Unlike a service dog, a therapy dog is a pet trained to interact with many people other than its handler to make those people feel better. Therapy dogs are also trained to behave safely around all sorts of people, and are often certified.

A therapy dog handler is not given public access rights by any service dog laws to take the dog out everywhere like service dog users, because the handler does not have a disability the dog is individually trained to mitigate. Therapy dogs are only allowed into places like hospitals, skilled nursing facilities, and libraries by prior agreement (again, not by service dog laws).

PSDP cautions against using a dog as both a service dog and therapy dog in most cases. This is both to ensure the dog has adequate downtime, preventing physical and mental burnout, and because service dogs are trained to ignore other people—the opposite of therapy dogs.


How might my dog be covered in housing situations?

The law that covers access in housing situations for both service animals and emotional support animals is the Fair Housing Act (FHAct). The agency responsible for FHAct regulations is the Department of Housing and Urban Development (HUD). HUD uses “assistance animal” roughly as an umbrella term for service animals and emotional support animals. In many housing situations, the Americans with Disabilities Act (ADA) and Section 504 of the Rehabilitation Act of 1973 (“Section 504” or “the Rehab Act”) also apply.

Service dogs are generally allowed to live in no-pet housing, with minor exceptions (see the regulations linked below). Users do not have to pay pet-related fees, barring damage to the domicile.

If your housing is not covered by the ADA or your dog is not yet a (full) service dog, your landlord can request proof that you have a disability and thus need the help of an assistance animal (unless your disability and need for the dog is apparent or known). This proof is usually accomplished with a letter from your doctor. Many housing facilities are covered by the ADA (see the linked document below). In those facilities, the housing provider may only require answers to the standard two ADA questions if you have a service dog and an inconspicuous disability (and they don’t know your disability status). For these questions, see above: “What does the Americans with Disabilities Act say about the use of service dogs?”.

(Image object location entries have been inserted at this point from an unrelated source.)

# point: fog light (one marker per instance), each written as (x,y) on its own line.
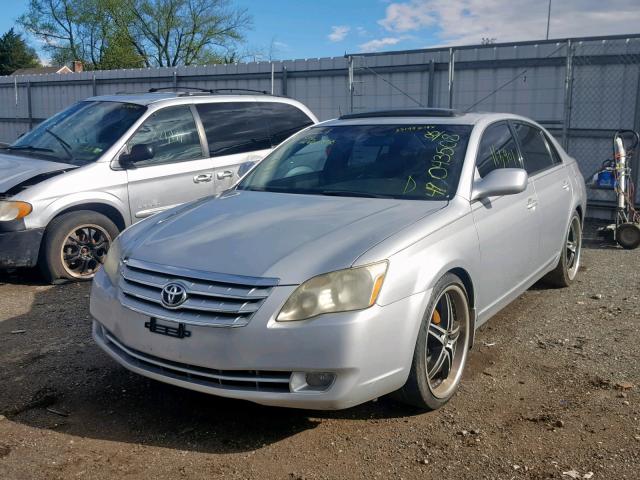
(319,379)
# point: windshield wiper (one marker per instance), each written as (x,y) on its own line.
(65,145)
(28,147)
(349,193)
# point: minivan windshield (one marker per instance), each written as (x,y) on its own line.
(416,162)
(80,134)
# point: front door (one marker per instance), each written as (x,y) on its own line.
(507,225)
(178,171)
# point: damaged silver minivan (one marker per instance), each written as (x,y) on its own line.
(68,187)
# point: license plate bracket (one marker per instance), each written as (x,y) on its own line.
(177,332)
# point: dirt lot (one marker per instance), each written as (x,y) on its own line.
(551,391)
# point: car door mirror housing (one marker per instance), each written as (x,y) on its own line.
(502,181)
(138,153)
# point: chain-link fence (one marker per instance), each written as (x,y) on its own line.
(582,90)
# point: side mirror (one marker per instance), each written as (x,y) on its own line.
(138,153)
(502,181)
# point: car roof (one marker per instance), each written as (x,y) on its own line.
(422,116)
(148,98)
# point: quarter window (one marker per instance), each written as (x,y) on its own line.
(534,149)
(172,134)
(283,120)
(497,150)
(233,127)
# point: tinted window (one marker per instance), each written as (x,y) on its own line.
(534,149)
(416,162)
(173,135)
(234,127)
(283,120)
(81,133)
(497,149)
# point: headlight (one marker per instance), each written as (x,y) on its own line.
(342,291)
(13,210)
(112,263)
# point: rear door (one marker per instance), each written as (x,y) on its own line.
(179,170)
(553,187)
(237,136)
(507,225)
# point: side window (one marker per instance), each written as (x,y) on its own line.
(497,149)
(172,134)
(233,127)
(283,120)
(534,149)
(554,152)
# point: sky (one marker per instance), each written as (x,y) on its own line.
(291,29)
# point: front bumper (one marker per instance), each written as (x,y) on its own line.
(369,351)
(20,248)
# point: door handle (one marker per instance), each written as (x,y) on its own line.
(203,177)
(225,174)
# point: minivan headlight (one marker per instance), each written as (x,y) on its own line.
(11,210)
(342,291)
(112,263)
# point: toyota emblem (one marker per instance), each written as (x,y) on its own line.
(173,295)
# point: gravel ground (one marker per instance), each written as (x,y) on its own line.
(550,391)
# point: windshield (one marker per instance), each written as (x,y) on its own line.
(417,162)
(81,133)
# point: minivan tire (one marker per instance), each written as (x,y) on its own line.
(95,232)
(419,390)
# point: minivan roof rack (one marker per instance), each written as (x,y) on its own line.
(405,112)
(197,90)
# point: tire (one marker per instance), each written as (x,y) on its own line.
(75,245)
(628,236)
(430,392)
(569,262)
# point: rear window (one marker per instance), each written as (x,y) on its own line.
(283,120)
(419,162)
(233,127)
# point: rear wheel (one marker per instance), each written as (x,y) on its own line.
(441,348)
(76,245)
(569,262)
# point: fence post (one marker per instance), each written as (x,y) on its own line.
(568,94)
(350,85)
(284,81)
(636,126)
(452,69)
(432,75)
(29,113)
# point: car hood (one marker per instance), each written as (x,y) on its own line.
(264,234)
(16,169)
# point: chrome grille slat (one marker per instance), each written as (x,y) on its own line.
(219,300)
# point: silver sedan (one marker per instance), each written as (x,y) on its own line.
(356,260)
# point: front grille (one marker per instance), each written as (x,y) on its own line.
(216,300)
(254,380)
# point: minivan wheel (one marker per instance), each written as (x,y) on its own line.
(75,245)
(569,262)
(441,348)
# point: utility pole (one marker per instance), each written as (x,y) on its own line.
(548,18)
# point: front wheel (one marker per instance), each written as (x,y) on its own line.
(569,262)
(441,348)
(76,245)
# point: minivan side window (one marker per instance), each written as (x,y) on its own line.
(173,135)
(497,149)
(283,120)
(535,153)
(233,127)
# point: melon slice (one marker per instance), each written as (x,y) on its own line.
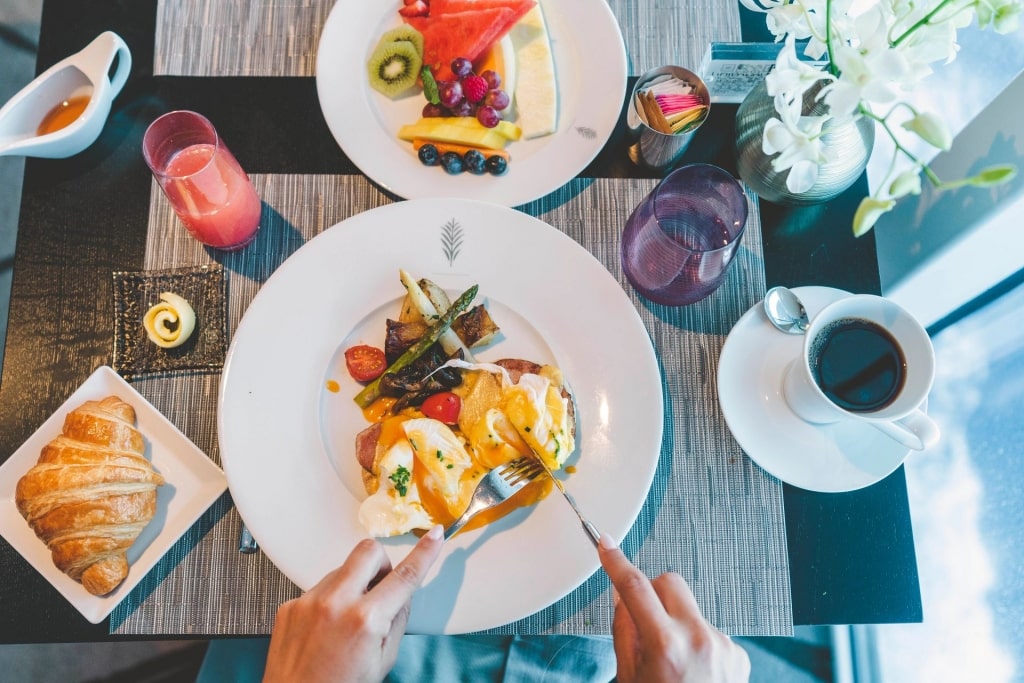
(520,7)
(465,34)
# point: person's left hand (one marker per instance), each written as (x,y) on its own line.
(348,627)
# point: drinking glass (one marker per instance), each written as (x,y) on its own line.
(207,188)
(680,240)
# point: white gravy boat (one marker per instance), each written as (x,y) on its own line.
(83,74)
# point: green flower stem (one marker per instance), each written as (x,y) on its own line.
(832,62)
(929,173)
(927,18)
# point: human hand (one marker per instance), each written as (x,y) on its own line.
(348,627)
(658,632)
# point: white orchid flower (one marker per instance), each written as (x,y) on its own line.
(875,50)
(868,213)
(797,140)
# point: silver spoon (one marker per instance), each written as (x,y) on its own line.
(785,310)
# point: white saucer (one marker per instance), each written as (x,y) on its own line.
(824,458)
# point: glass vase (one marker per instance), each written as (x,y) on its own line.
(849,144)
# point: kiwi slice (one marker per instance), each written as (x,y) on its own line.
(407,33)
(393,67)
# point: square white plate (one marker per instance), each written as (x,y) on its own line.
(193,483)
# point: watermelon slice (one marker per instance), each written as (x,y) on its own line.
(465,34)
(520,7)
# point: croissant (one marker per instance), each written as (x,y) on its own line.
(91,494)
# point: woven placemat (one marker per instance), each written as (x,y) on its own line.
(281,37)
(712,514)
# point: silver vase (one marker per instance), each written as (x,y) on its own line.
(849,143)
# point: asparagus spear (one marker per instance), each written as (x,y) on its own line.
(371,392)
(449,339)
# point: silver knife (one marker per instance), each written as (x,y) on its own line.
(247,544)
(595,536)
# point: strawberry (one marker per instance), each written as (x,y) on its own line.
(415,8)
(474,88)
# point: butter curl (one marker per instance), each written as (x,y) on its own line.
(171,323)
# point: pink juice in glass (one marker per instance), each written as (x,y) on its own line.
(203,181)
(213,197)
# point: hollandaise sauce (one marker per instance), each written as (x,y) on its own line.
(443,510)
(61,116)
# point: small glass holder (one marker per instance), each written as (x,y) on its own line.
(659,139)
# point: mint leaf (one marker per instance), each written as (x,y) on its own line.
(430,86)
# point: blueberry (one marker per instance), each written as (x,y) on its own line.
(474,162)
(428,155)
(452,163)
(497,165)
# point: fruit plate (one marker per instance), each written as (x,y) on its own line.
(287,439)
(590,68)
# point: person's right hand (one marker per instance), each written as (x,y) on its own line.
(658,632)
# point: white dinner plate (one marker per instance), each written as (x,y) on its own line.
(193,483)
(591,71)
(288,441)
(833,458)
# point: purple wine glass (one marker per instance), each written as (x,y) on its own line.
(680,240)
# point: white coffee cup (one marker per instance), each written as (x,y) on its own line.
(839,376)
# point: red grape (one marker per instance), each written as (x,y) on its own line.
(487,116)
(493,78)
(497,98)
(450,93)
(462,67)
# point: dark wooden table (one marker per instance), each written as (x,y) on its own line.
(852,557)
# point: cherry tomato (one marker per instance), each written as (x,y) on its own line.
(365,363)
(443,407)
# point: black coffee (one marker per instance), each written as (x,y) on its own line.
(858,365)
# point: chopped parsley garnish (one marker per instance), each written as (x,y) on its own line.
(400,479)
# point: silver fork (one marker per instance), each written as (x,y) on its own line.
(498,485)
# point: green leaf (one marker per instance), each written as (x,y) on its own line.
(430,86)
(994,175)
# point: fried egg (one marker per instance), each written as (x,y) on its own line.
(428,471)
(441,461)
(395,508)
(540,414)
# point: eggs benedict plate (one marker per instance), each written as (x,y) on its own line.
(288,422)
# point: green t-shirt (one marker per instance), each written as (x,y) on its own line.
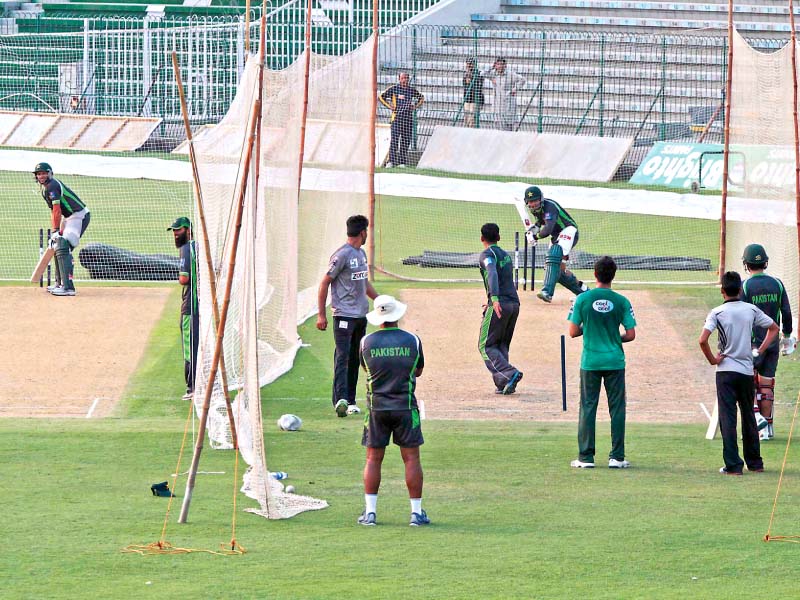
(601,311)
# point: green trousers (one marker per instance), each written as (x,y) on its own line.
(614,381)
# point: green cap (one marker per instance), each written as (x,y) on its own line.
(754,254)
(179,223)
(533,194)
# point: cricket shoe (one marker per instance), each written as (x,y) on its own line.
(724,471)
(761,422)
(511,386)
(341,408)
(61,291)
(419,519)
(368,519)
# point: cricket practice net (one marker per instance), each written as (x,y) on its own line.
(761,202)
(278,263)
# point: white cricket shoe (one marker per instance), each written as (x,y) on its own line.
(61,291)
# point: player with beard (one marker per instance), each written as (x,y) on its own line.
(190,319)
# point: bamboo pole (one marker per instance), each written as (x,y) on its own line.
(212,277)
(198,448)
(726,147)
(372,118)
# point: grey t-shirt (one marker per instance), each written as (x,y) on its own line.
(734,321)
(349,271)
(391,358)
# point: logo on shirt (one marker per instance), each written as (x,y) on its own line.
(602,306)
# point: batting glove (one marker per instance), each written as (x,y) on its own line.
(788,345)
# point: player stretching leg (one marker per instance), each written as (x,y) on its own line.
(550,220)
(768,294)
(70,220)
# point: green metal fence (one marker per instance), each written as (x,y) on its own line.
(650,87)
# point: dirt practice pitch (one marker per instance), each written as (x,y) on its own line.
(667,376)
(72,357)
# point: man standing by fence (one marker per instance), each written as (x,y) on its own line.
(506,83)
(403,100)
(734,321)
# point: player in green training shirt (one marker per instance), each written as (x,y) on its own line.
(597,316)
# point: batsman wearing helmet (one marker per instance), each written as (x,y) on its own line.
(768,294)
(551,220)
(70,218)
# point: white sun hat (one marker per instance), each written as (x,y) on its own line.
(387,310)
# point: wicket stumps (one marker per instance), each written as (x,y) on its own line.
(41,253)
(563,374)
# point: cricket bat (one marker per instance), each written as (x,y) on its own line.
(522,209)
(44,260)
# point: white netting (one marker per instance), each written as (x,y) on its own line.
(261,332)
(761,187)
(336,158)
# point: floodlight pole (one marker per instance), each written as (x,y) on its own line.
(796,129)
(372,151)
(198,448)
(723,220)
(212,277)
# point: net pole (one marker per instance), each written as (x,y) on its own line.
(304,118)
(201,431)
(726,146)
(372,117)
(247,27)
(212,278)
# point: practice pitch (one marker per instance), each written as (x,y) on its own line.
(72,357)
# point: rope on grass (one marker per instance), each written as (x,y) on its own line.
(768,537)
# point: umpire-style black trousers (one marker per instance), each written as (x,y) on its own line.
(347,334)
(737,389)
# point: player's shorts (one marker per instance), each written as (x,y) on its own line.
(401,425)
(766,364)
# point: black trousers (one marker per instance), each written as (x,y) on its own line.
(347,334)
(402,130)
(736,389)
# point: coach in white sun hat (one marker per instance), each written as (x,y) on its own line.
(387,310)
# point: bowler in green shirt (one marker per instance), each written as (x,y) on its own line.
(597,316)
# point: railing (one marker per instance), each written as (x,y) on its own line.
(650,87)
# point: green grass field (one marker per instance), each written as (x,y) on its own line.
(510,518)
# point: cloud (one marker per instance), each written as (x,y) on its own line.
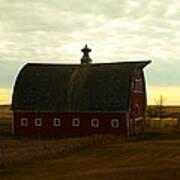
(5,96)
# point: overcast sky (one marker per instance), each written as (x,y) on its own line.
(56,30)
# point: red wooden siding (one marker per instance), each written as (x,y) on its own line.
(137,104)
(66,128)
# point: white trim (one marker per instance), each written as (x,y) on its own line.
(55,120)
(75,122)
(117,123)
(139,119)
(95,125)
(24,122)
(38,122)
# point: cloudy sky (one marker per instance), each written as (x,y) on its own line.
(56,30)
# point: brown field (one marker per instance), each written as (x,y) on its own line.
(153,155)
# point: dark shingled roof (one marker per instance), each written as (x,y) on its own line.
(74,88)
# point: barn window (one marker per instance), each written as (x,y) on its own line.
(38,122)
(76,122)
(57,122)
(115,123)
(24,122)
(138,85)
(95,123)
(137,109)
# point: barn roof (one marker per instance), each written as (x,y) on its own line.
(74,88)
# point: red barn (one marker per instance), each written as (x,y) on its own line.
(80,100)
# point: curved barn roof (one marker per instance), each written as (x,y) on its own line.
(74,88)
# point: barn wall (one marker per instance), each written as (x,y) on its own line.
(66,128)
(137,105)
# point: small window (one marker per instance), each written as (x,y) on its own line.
(57,122)
(137,109)
(95,123)
(24,122)
(115,123)
(76,122)
(38,122)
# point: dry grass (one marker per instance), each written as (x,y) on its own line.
(153,155)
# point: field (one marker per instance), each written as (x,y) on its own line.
(153,155)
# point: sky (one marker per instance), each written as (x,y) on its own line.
(55,31)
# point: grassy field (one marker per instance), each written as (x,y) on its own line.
(153,155)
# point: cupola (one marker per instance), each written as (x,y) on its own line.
(86,59)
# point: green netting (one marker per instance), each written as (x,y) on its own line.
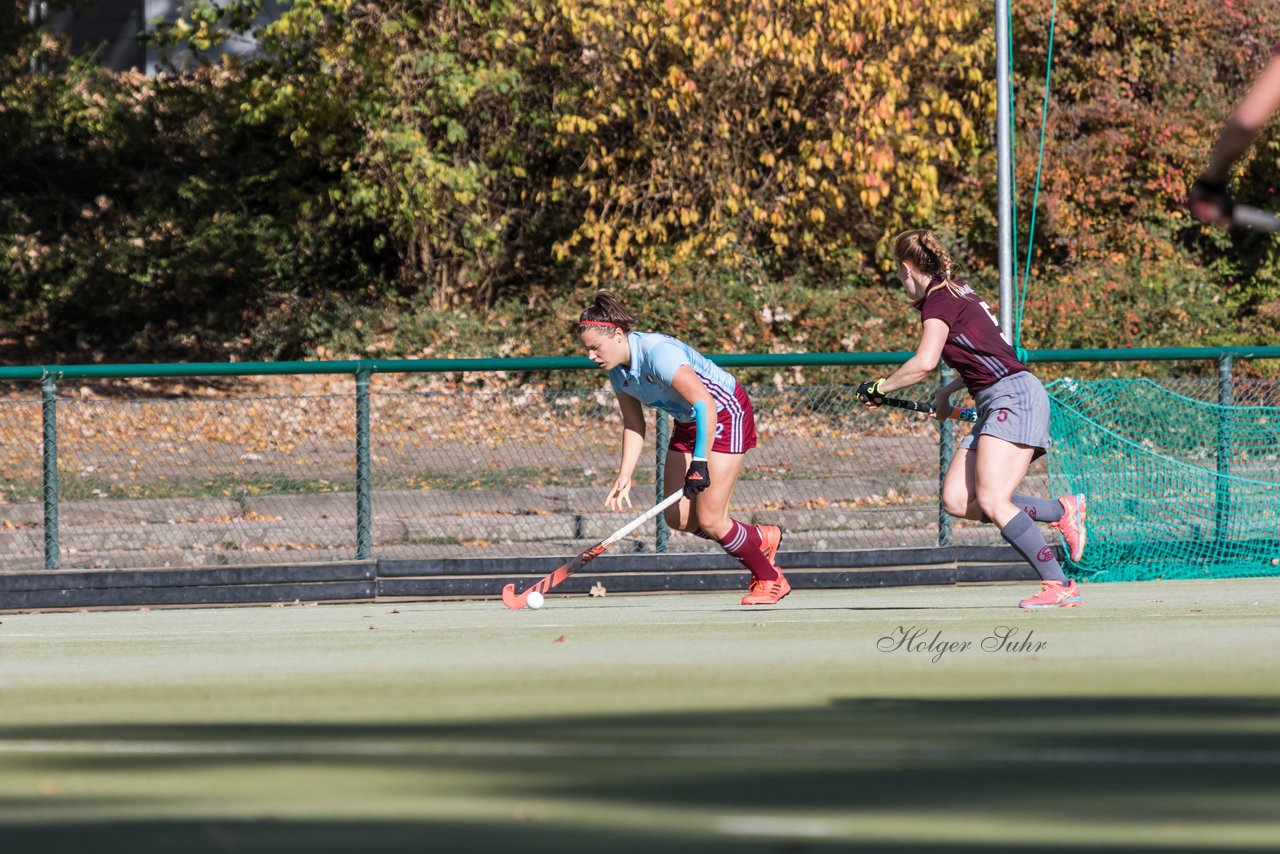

Emotional support animals, which are NOT the same as psychiatric service dogs (see above), are also allowed in housing situations. Psychiatric service dogs in training may fit the “emotional support animal” definition and live in no-pet housing without extra fees, if they provide emotional support that helps relieve a person’s disability.

For more information about United States laws that cover housing situations, consult this HUD Assistance Animals 2013 document from the Department of Housing and Urban Development:

For the regulations about which housing providers do not have to comply with the FHAct, see 24 CFR §100.10(c):


How can I fly with a psychiatric service dog?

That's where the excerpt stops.